Sometimes these groups are more vulnerable, but there are also a lot of cases where these groups may be better equipped to deal with or reduce disaster threats. Sometimes it is the physically-capable, male who is most at risk from a hazard, due to cultural gender norms that lead them to not ask for help or to engage in dangerous emergency response activities. Other times, it may be men who are most exposed to a hazards.

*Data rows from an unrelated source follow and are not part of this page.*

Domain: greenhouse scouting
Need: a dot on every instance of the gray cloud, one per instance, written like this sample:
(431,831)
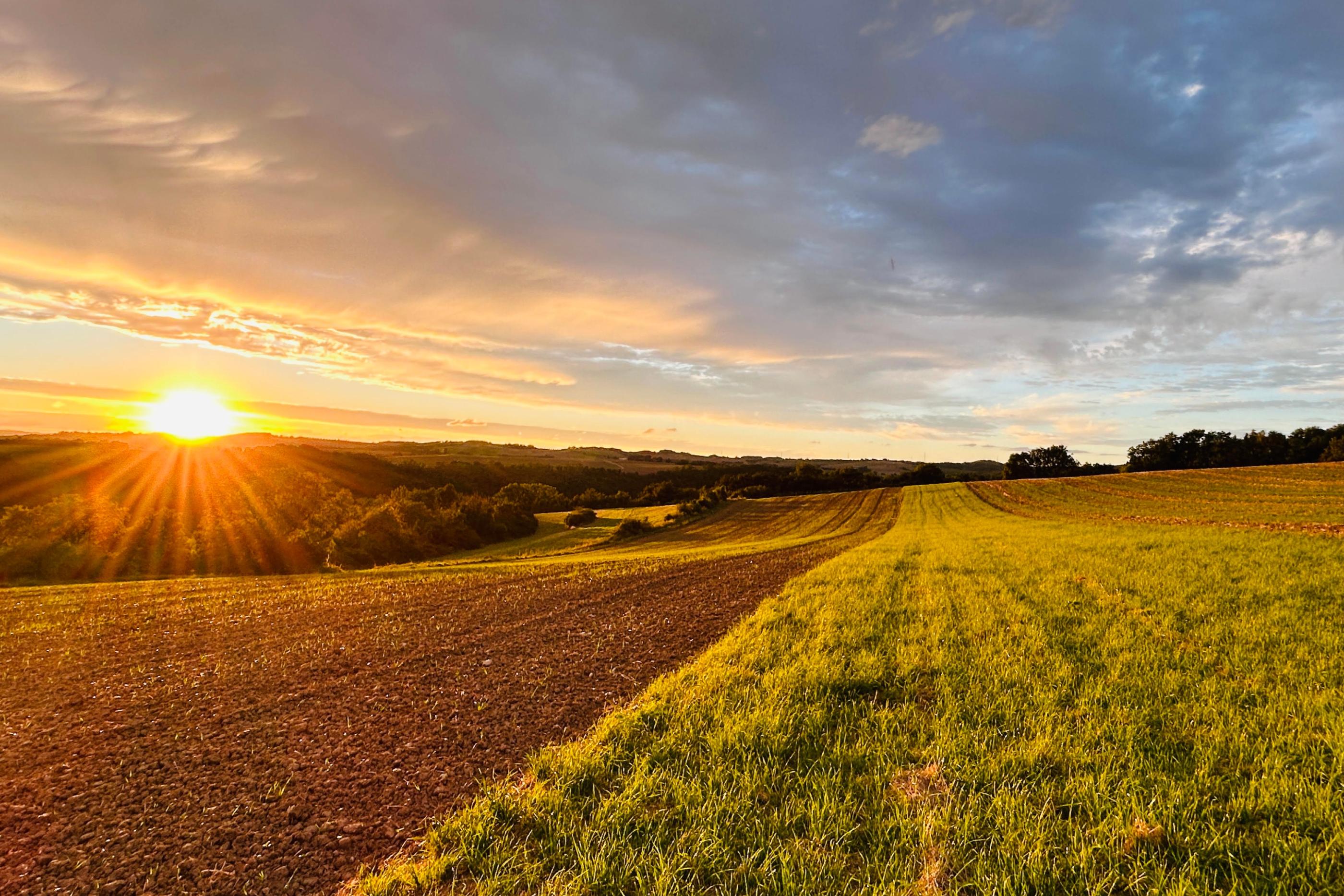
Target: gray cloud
(503,192)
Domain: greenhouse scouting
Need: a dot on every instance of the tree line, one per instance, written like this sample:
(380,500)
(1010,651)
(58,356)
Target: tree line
(1191,451)
(73,511)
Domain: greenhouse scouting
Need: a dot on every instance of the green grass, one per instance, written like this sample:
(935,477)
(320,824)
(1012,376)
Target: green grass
(977,703)
(736,528)
(1307,496)
(553,538)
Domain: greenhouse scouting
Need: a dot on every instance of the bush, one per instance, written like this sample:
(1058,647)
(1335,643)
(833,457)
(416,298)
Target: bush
(534,498)
(580,516)
(632,527)
(1037,464)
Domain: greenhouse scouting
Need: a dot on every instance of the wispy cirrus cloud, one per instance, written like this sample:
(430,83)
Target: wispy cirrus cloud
(870,219)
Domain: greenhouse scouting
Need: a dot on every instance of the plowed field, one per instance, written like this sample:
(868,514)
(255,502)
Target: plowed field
(271,735)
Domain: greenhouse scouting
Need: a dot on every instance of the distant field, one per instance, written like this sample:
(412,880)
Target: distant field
(733,530)
(553,538)
(1059,699)
(272,734)
(1303,498)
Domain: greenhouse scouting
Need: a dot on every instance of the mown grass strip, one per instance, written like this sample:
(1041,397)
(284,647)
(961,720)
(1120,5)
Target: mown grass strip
(973,703)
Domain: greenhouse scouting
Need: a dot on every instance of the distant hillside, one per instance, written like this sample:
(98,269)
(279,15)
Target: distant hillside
(437,453)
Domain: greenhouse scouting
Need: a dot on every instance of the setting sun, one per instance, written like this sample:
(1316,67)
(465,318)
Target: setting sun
(192,414)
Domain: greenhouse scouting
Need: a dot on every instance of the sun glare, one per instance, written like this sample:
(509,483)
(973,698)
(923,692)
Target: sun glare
(190,416)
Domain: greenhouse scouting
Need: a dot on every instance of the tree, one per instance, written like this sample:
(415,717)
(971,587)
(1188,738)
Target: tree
(1039,464)
(534,498)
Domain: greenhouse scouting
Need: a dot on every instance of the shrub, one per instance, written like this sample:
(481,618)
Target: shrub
(1045,463)
(580,516)
(534,498)
(632,527)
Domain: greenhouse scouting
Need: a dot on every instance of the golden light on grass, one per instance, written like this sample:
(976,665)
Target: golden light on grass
(192,416)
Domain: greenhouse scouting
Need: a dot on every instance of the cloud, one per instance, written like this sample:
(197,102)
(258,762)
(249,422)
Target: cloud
(900,136)
(945,23)
(660,210)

In the long run, it behooves us to remember that those most at risk may not appreciate being labeled as "vulnerable." It may make more sense to speak to people about their vulnerabilities and capacities or to focus on particular activities or aspects that make a group more vulnerable, allowing for variation among that group. In the short term, perhaps including "men" as a category of people who may have special needs, vulnerabilities and capacities would make the point about gendered vulnerability more broadly and do so without the implicit stigmatization. Doing so means we should include the needs of the "elderly, disabled, children, women and men" wherever appropriate.

For those interested in disasters and gender, there is the Gender and Disaster Network (GDN).


Addendum: After writing this, I saw Maureen Fordham's invited comments on Social Vulnerability and Capacity in the Natural Hazards Observer, November 2007.